San Francisco Ballet established themselves as an international company back in 1988 with Helgi Tomasson's first production, which, though it had some problems, was superlatively danceable and glowing. They toured it to the world to acclaim.

But his second production, designed by Jonathan Fensom, who has awesome credentials in the legitimate theater, does not "push the boundaries" as he had hoped, but rather compounds the problems of the first. Now it's like a box that the dancers have to dance their way out of if they're going to save it.

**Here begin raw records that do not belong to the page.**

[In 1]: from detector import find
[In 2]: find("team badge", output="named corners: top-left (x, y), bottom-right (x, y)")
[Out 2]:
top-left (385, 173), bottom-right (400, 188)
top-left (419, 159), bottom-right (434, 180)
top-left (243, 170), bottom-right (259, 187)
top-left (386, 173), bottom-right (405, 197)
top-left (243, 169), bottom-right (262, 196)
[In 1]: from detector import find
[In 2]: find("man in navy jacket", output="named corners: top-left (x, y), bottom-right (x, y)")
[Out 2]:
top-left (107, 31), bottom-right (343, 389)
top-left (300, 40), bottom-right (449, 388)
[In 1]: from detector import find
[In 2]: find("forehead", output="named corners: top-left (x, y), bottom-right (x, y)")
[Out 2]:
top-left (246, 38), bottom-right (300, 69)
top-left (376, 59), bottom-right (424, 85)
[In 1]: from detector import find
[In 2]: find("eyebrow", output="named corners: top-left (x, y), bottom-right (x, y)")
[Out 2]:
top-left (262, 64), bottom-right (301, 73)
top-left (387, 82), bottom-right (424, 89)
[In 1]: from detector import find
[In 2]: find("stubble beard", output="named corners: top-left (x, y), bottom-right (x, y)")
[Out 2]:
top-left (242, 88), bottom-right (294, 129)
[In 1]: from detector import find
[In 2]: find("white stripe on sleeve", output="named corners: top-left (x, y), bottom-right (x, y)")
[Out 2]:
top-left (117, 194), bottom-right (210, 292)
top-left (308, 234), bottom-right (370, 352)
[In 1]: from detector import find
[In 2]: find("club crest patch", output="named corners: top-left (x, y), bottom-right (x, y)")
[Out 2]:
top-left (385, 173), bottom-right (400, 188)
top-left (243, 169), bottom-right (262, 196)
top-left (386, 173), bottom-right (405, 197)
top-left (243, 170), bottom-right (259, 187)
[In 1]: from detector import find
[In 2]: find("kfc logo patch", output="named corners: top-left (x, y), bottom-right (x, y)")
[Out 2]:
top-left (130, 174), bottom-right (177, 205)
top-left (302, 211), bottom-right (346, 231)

Fensom gets the first thing wrong: he puts the men in black boots against a black floor, so their feet in effect disappear, which makes it hard to see the dance. In the second act, the lake is represented by a gigantic block of charcoal under a full moon that glows so bright the swans are painfully glary to look at, and their reflections in the obsidian-shiny floor make their lines go blurry. Meanwhile the hero's black boots make his feet disappear (the black floor again). In the first act, the royal mansion's grillwork, the backdrop for most of the dancing, competes with the movement like snow on a TV screen, while the ladies' jackets bunch up around their shoulders and shorten their necks.

The third act has some fine character dancing: Jennifer Stahl scored brightly in the Spanish divertissement, Rebecca Rhodes as a Hungarian dancer, and Jahna Frantziskonis as the Neapolitan Princess. Best of all were the Russian couples, danced by Sasha de Sola and Dores Andre with Hansuke Yamamoto and the splendid James Sofranko. It's a fine piece of choreography, as fine a piece as Ashton's celebrated pas de quatre, and captures the air of doomed brilliance that all the incidental dances in Swan Lake ought to have.

The corps de ballet danced well. The four little swans were extremely well-rehearsed and brought off their percussive dance to great eclat: they were Isabella De Vivo, Jahna Frantziskonis, Julia Rowe, and Natasha Sheehan. Daniel Deivison-Oliveira as the evil sorcerer brought great panache to his role.

Cordula Merks and Eric Sung played the featured violin/cello roles in the second act, and principal oboist Laura Griffiths was glorious in the melody to the prelude of that act. There's no doubt that the performances will improve as the run continues. Meanwhile, Myles Thatcher's world premiere on Program 7 is eagerly awaited.